RE: Normalization in panlingual application

From: Philippe Verdy (verdy_p@wanadoo.fr)
Date: Wed Sep 19 2007 - 19:15:40 CDT

  • Next message: Philippe Verdy: "RE: Normalization in panlingual application"

    Jonathan Pool wrote:
    > In my work on another of these applications, I'm tentatively planning to
    > normalize all input to NFKD. I'm concerned, though, that (1) some valid
    > distinctions might thereby be erased, (2) some invalid distinctions may
    > survive, and (3) some user agents may misrender decomposed strings.

    Regarding point (1), there's nothing that can be said about which
    distinction is enough significant so that its erasing using NFKD or NFKC
    would constitute a problem. All this depends on the source data you have
    collected and the conventions these sources were effectively using.
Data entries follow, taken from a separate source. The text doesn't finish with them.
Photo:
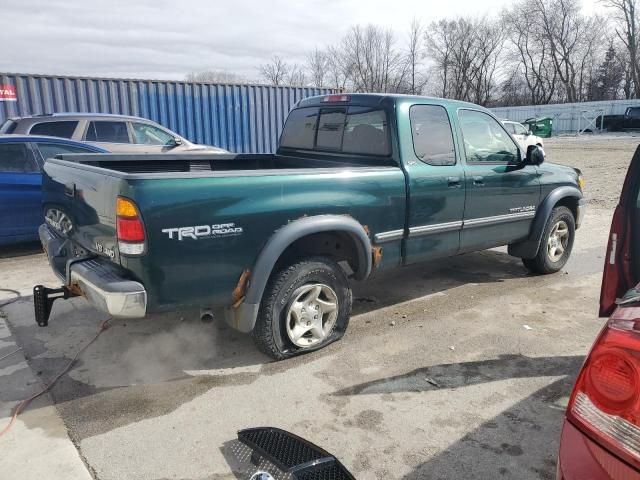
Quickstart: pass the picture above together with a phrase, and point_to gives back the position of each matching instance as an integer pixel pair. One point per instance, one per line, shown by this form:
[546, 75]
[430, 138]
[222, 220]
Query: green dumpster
[541, 127]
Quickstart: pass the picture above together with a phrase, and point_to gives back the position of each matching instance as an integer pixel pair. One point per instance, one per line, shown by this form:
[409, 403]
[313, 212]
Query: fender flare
[529, 248]
[243, 317]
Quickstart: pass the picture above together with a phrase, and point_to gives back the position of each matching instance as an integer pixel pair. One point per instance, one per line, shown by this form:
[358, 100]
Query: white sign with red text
[8, 93]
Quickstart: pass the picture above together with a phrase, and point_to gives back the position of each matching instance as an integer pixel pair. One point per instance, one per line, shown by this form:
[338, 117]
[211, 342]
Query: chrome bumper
[580, 211]
[107, 292]
[98, 280]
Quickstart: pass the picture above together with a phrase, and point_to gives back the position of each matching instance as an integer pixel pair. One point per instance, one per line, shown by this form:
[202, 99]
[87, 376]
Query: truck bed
[180, 163]
[254, 194]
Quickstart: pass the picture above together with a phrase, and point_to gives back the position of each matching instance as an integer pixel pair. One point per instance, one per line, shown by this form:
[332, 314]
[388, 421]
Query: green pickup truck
[360, 183]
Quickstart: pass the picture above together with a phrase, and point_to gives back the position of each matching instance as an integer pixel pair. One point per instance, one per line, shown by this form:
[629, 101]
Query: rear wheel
[557, 242]
[305, 307]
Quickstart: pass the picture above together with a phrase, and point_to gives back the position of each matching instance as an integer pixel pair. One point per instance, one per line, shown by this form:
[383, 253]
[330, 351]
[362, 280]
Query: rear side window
[146, 134]
[519, 129]
[50, 150]
[366, 132]
[106, 131]
[8, 126]
[330, 129]
[432, 135]
[300, 129]
[54, 129]
[357, 130]
[16, 158]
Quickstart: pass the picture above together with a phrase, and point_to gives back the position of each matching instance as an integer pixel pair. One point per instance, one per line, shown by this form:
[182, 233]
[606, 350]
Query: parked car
[116, 133]
[359, 183]
[21, 160]
[630, 120]
[522, 135]
[601, 433]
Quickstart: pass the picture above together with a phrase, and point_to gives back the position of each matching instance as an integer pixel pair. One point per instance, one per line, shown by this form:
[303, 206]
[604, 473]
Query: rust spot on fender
[376, 253]
[238, 294]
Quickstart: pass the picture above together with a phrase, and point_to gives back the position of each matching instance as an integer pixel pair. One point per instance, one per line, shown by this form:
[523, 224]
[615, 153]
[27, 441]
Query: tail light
[605, 403]
[131, 236]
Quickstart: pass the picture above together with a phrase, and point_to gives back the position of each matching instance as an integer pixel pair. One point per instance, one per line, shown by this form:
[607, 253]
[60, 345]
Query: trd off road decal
[200, 232]
[528, 208]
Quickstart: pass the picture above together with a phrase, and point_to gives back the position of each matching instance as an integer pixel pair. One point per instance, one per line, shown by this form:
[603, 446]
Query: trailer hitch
[43, 299]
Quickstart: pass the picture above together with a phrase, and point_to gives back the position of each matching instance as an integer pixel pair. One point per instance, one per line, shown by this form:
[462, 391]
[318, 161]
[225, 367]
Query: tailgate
[79, 205]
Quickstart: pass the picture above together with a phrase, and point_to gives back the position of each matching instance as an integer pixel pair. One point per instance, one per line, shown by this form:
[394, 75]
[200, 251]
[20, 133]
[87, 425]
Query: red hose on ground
[24, 403]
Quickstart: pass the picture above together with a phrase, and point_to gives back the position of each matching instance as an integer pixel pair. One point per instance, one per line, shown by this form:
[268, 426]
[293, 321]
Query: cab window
[146, 134]
[432, 135]
[485, 140]
[16, 158]
[107, 131]
[357, 130]
[519, 129]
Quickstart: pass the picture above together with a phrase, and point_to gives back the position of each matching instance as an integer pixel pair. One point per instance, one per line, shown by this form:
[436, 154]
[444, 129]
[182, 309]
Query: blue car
[21, 160]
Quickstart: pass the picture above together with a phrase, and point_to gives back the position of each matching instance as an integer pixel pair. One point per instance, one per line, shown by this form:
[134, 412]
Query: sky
[165, 39]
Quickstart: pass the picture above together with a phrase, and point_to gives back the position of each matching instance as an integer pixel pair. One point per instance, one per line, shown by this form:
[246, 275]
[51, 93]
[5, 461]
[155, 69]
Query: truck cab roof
[375, 99]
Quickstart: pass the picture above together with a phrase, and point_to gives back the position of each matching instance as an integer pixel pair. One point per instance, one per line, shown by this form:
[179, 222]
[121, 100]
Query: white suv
[522, 135]
[116, 133]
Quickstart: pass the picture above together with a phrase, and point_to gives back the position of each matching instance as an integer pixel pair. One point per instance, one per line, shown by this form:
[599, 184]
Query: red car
[601, 432]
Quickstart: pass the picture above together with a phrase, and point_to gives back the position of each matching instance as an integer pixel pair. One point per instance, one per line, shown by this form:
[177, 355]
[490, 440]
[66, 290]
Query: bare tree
[531, 55]
[417, 78]
[627, 18]
[573, 38]
[466, 53]
[295, 75]
[339, 68]
[275, 72]
[374, 62]
[214, 76]
[317, 67]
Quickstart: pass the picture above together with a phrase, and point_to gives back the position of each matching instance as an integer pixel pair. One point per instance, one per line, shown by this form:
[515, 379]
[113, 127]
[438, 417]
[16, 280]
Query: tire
[292, 298]
[553, 255]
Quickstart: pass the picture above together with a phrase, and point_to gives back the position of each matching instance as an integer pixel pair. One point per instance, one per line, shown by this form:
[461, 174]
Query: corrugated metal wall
[240, 118]
[567, 117]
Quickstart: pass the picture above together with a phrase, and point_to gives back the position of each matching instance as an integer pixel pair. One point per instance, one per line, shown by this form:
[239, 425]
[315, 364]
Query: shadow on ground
[521, 442]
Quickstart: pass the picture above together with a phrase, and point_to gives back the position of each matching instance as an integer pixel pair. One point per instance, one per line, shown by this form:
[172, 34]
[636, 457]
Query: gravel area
[603, 159]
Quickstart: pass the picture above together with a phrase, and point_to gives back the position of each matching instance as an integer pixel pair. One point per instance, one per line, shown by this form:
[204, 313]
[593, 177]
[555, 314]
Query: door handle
[454, 182]
[70, 189]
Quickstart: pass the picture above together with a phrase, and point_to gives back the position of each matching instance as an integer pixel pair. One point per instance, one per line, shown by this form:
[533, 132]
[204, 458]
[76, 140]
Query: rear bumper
[580, 211]
[580, 458]
[99, 280]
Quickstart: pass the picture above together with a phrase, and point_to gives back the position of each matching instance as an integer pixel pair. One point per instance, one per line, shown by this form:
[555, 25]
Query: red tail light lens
[605, 403]
[130, 229]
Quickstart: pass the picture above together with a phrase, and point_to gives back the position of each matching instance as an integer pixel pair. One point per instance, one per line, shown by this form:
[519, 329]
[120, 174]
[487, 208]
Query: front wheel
[305, 307]
[556, 244]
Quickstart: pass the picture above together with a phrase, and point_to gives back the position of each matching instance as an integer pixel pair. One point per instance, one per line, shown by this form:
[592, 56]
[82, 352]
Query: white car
[116, 133]
[522, 135]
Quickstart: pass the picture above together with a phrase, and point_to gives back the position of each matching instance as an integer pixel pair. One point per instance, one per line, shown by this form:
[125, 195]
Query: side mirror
[535, 155]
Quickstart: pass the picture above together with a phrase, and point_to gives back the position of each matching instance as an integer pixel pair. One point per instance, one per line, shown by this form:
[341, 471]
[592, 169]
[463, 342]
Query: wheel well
[571, 203]
[340, 246]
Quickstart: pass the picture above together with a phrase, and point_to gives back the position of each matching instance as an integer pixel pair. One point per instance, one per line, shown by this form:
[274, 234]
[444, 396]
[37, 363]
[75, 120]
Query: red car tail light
[605, 403]
[129, 226]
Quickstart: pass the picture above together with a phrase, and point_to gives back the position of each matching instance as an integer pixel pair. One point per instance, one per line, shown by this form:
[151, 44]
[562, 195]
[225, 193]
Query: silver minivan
[116, 133]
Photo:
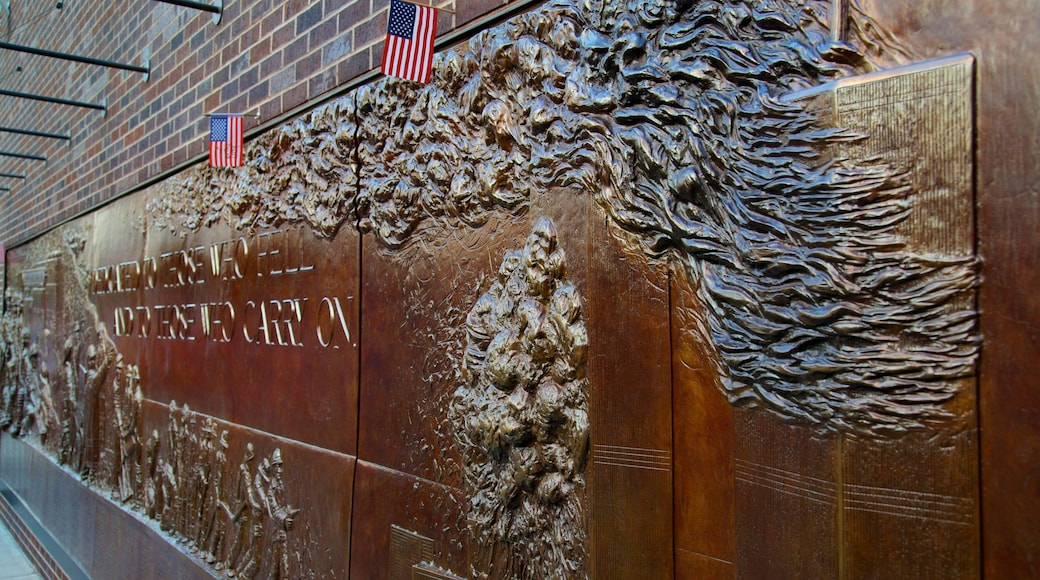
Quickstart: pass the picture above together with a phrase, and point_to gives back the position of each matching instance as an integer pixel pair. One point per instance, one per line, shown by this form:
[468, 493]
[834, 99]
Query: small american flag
[225, 140]
[409, 50]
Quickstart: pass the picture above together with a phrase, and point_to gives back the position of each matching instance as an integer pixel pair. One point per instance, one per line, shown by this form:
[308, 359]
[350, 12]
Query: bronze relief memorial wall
[645, 289]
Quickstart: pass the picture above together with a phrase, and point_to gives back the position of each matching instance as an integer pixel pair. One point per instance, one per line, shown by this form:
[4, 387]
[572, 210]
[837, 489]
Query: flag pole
[448, 10]
[257, 115]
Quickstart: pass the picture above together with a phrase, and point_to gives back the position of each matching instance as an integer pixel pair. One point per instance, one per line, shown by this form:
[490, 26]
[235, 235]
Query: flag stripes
[226, 140]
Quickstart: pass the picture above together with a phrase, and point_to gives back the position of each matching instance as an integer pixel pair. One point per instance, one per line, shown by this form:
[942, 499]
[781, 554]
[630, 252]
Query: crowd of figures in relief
[231, 511]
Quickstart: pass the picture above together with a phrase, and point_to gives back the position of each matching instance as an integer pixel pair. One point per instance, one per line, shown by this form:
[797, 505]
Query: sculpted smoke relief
[521, 418]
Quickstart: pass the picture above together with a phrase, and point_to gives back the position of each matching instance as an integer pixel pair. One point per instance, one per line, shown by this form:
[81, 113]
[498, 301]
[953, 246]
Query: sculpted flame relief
[521, 417]
[675, 117]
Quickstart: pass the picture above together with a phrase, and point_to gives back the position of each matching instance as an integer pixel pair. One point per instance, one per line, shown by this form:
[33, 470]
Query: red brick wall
[266, 56]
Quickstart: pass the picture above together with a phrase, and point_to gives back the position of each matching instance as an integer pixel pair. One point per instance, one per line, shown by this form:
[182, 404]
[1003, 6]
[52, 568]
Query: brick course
[271, 57]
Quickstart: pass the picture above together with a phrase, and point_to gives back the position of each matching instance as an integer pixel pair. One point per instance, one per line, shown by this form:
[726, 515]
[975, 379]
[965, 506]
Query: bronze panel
[630, 412]
[787, 523]
[541, 285]
[907, 498]
[399, 518]
[223, 481]
[703, 420]
[415, 305]
[258, 327]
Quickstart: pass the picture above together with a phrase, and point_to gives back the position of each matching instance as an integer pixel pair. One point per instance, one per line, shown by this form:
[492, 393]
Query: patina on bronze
[403, 336]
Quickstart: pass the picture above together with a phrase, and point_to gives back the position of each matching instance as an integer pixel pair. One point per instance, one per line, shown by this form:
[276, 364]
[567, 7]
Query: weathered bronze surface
[629, 290]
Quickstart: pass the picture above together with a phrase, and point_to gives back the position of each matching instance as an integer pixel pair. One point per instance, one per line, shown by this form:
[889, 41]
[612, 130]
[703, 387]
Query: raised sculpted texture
[521, 418]
[687, 124]
[238, 519]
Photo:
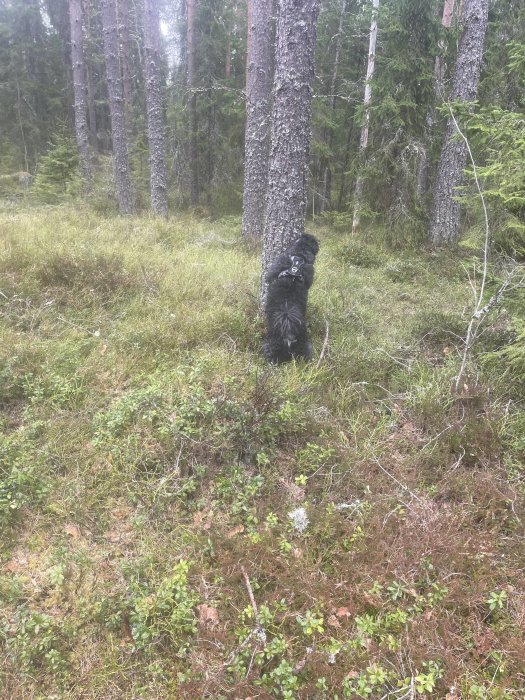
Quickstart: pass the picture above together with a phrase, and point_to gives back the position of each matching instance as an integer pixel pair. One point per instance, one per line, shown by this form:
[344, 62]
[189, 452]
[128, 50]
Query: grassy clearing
[148, 458]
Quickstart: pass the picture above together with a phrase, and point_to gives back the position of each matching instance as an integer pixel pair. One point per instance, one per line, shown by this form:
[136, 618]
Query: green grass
[149, 461]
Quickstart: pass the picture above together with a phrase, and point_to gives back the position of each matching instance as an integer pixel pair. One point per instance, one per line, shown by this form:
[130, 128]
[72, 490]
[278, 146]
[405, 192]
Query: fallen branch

    The best you can do is to try comparing, for each data source you have, the
    differences generated between NFKD and NFD forms, or equivalently between
    NFKC and NFC forms.

    Regarding point (3), it should not be a problem. If you fear that some
    agents will not render NFKD correctly, use NFKD because it is
    algorithmically equivalent.

    So the good question to ask your self is not between NFKD and NFD or between
    NFKC and NFC (as the composed NF?C forms are always resulting from the
    automated recomposition of decomposed NF?D forms in an intermediate step of
    the algorithm, using only the canonical equivalences in the UCD and the
    associated list of composition exclusions).

    Note that using NFKC or NFKD, you will loose some distinctions between
    characters that are not canonically equivalent (unlike with NFC and NFD).
    Some of these distinctions are necessary for some types of texts, notably:
    * mathematical texts using font style distinctions
    * Asian composed symbols that will become simple strings
    * digits in superscript/subscript that will become normal digits, a problem
    in strings like "<number1><superscript number2>" where this will become
    "<number1><number2>" and interpreted as a different number. I suggest
    keeping the superscript/subscript distinctions, at least by converting them
    into some upper-level rich-text format if you can (HTML, XML, RTF...) and
    your target is to produce rich text documents from your unified corpus.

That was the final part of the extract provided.